Tantangan dan solusi untuk kedepan dengan menerapkan pluralism berdampingan dengan
politik identitas disebuah negara yang masih dalam proses menuju kematangan modernitas dan
demokrasi yang terengah-engah seperti negeri kita Indonesia, ada beberapa Langkah yang bisa
dijalankan, Langkah pertama meluruskan pemahaman terhadap istilah pluralism pada semua
kelompok tanpa terkecuali dan tertinggal , terutama pada mereka yang dianggap pemuka agama
atau tokoh masyarakat, pluralism bukan berarti seseorang harus meninggalakan identitas
keagamaan dan lain-lain. Kedua dengan cara rekonsilisi dan rehabilitasi terhadap korban
kekerasan atas nama agama, agar terjadi kerukunan dan kedamaian setelahnya.

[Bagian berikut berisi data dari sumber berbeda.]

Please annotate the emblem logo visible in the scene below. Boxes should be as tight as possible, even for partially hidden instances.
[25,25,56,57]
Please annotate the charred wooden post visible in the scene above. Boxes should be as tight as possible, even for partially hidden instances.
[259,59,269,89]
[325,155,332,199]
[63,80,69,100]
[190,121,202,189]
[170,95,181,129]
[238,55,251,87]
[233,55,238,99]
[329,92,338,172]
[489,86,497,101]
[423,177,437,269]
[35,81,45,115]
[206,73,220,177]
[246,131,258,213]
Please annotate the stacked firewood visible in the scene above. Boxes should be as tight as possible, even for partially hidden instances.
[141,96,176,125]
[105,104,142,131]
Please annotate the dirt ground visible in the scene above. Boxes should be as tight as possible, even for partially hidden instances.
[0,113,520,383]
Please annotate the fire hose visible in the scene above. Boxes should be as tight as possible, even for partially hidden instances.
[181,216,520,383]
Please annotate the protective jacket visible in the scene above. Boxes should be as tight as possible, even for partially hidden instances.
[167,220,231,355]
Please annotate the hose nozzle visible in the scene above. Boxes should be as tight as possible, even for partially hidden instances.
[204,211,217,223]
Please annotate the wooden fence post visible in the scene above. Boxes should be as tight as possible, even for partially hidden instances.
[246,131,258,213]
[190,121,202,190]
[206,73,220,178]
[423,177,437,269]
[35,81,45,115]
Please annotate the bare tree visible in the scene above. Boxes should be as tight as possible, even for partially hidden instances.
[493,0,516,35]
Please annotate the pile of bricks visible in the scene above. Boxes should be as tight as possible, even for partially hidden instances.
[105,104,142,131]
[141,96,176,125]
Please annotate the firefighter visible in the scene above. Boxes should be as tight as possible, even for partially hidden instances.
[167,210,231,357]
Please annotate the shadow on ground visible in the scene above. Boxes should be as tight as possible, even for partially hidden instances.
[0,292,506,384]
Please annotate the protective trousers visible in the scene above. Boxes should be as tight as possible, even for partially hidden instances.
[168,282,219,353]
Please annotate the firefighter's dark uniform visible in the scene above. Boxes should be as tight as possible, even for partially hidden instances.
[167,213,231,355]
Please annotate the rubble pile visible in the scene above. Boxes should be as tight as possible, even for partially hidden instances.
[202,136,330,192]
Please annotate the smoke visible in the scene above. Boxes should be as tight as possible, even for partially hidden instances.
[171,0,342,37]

Pluralisme dan Politik Identitas dan Krisis Identitas oleh Eric Hiariej

Menurut Eric Hiariej, gerakan berbasis politik identitas membahayakan masa depan
Indonesia karena kerap menjadikan tindakan anti pluralisme, anti demokrasi, dan anti nasionalis,
mengutip Buya Syafii. Politik identitas negara ini dapat mencakup ras, agama, dan ideologi politik,
tetapi yang paling berbahaya adalah mereka yang mengenakan pakaian Islami yang secara
fundamental mendistorsi kebutuhan mereka yang sebenarnya. Politik identitas bukan hanya
perjuangan melawan ketidakadilan, tetapi juga memiliki andil penting dalam pluralisme dan
demokrasi. Penolakan penulis terhadap kelompok anti pluralisme menjadi ironis, seperti
postmodernisme, seperti halnya menikmati kopi tanpa kafein, bir non alkohol, seks tanpa kontak
fisik, atau menerima fundamentalis tanpa fundamentalisme.